Triste spectacle. Mais comme dit Chérèque,"on ne doit pas faire du 1er. Mai un test
social". Même pas un petit test, pas même un testicule.
Enfin surtout quand ça ne marche pas car dans le cas contraire, on n'irait pas s'en priver!
En revanche, en Grèce, elle a fait recette la fête du travail.
Les rues d'Athènes et de Salonique regorgeaient de travailleurs, ça je vous le garantis
sur facture. Même qu'ils ont manifesté sévère les grecs. A coups de barres de fer et de
gaz lacrymogène, ils les ont célébrées les pâques marxistes, ces orthodoxes en faillite.
Reconnaissons qu'en guise de thème fédérateur ils disposent d'un panel vachement
fourni.
Y a de quoi faire!
Non seulement on leur propose aimablement trois points de TVA en plus, le blocage
des salaires, la suppression des treizième, quatorzième, quinzième etc...mois, la fin
des embauches de fonctionnaires, la retraite à septante ans, pire que les belges mais
encore on leur explique que cela risque fort de ne pas suffire aux yeux impitoyables
d'Angéla Merkel.
Même que Mélanchon vient de déclarer haut et fort que le capitalisme allemand exige
l'asservissement total et définitif du peuple hellène.
Prolétaires de tous les pays unissez vous! Volez au secours des camarades du
Péloponèse, de Salonique (tout un programe), des Cyclades et des Sporades. L'hydre
abominable du libéralisme honni tente de les décapiter de leurs acquis sociaux.
Bon, on rigole mais on ne devrait pas.
D'abord, les Grecs ne sont guère plus mal lotis que nous. Il ont juste un peu d'avance en
matière de laxisme budgétaire effréné.
Ensuite, les mêmes Grecs, se serrer la ceinture au point de redresser leur situation
catastrophique, ils ne veulent absolument pas. Niet! Pas question! Foutez nous la paix
y a rien à voir!

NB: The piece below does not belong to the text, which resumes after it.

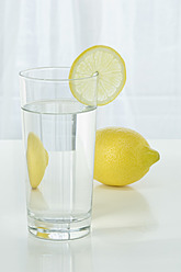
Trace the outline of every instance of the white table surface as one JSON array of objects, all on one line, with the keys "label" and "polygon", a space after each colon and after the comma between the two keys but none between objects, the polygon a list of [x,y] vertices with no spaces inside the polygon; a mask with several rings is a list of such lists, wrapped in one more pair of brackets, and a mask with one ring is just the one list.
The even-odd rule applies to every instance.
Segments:
[{"label": "white table surface", "polygon": [[94,182],[91,235],[44,241],[26,228],[23,149],[0,141],[0,271],[180,272],[181,140],[149,140],[161,159],[138,182]]}]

Autrement dit si le malheureux Papandréou veut se sortir vivant de ce
pétrin il lui reste une solution, les législatives anticipées. Comme cela il laissera à
son vieux pote ennemi Caramanlis (voirTimeo danaos... ) le soin de se colleter avec
la guerre civile qui se prépare.
Cependant, pour nous autres franchouilles, les carottes se rapprochent
du temps limite de cuisson. Il n'apparaît même pas certain que nous puissions tenir
jusqu'en 2012 et l'arrivée de la Gauche salvatrice -salvatrice de M. Sarkozy s'entend-
avant que les agences de notation ne se penchent sur notre cas.
Par conséquent, je trouve éminemment regrettable que les travailleurs de chez nous,
travailleurs au sens socialiste du terme, bien sûr, pas les mecs qui bossent vraiment,
aient préféré cette année la pèche à la ligne au cérémonial des fêtes de la Pâque
Marxiste.
Ca leur aurait fait un bon entraînement en vue des luttes prochaines contre le futur
plan d'austérité.
Joyeuse Pâques quand même et merde pour qui ne me lira pas.